Q3 Net Profit May Top ₹75,000 Crore
According to official sources, IOC, BPCL and HPCL together are expected to report net profits above ₹75,000 crore in Oct-Dec 2022 period.
This is underpinned by higher marketing margins on fuel sales as well as softening crude oil costs. In first half itself, their combined net profit had spiked to ₹57,091 crore from just ₹1,137 crore in entire FY23.
The strong earnings performance will continue in third quarter as well based on elevated refining margins.
Potential ₹10/Litre Fuel Price Cut
With such high profits and margins at around ₹10 per litre, officials say companies will re-evaluate passing on some benefits to consumers after quarterly number announcements.
Sources reveal OMCs could reduce petrol and diesel rates by ₹5-10 per litre through February, while keeping buffers for any future oil price volatility.
The decision is expected to be taken in consultation with government which is the majority stakeholder.
Election, Inflation Considerations
A significant cut in retail fuel prices ahead of 2024 general elections could provide some relief from persistently high inflation.

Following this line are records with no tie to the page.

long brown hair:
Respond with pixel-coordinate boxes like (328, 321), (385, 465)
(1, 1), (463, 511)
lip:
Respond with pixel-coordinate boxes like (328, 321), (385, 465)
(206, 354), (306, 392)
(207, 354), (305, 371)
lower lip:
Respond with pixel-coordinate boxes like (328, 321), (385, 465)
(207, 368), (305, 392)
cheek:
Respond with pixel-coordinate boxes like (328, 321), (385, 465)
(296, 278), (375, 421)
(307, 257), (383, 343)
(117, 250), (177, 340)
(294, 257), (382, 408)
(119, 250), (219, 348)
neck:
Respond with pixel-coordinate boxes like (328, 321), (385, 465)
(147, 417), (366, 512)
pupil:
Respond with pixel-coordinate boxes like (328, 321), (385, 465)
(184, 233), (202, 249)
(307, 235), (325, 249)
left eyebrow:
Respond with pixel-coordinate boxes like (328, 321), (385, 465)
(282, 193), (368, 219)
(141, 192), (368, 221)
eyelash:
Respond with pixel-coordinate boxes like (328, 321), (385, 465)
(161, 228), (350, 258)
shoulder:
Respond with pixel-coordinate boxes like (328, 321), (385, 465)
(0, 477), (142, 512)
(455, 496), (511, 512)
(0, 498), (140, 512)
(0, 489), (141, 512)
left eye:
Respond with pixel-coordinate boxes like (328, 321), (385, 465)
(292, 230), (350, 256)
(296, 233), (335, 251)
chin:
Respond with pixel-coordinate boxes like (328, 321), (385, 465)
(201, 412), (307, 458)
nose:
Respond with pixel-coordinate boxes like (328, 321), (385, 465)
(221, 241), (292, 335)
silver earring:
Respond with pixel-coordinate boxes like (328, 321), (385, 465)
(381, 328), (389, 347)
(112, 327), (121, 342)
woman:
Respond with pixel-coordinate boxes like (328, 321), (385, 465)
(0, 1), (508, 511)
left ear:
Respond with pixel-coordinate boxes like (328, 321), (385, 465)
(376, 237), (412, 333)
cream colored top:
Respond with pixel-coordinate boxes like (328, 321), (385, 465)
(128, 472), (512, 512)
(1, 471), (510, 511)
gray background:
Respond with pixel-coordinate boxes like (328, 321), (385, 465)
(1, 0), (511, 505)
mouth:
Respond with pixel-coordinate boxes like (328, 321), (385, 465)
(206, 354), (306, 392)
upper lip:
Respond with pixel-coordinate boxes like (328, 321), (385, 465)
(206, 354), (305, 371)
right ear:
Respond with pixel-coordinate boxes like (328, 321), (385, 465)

It may also stimulate consumption and economic growth amid signs of slowdown in recent quarters.
For OMCs who froze pump prices since April 2022 despite higher input crude costs, it is an opportunity to win back consumers while pocketing solid marketing margins this year.
All eyes are now on Q3 results of IOC, BPCL and HPCL expected around end of this month for further cues and price movement triggers.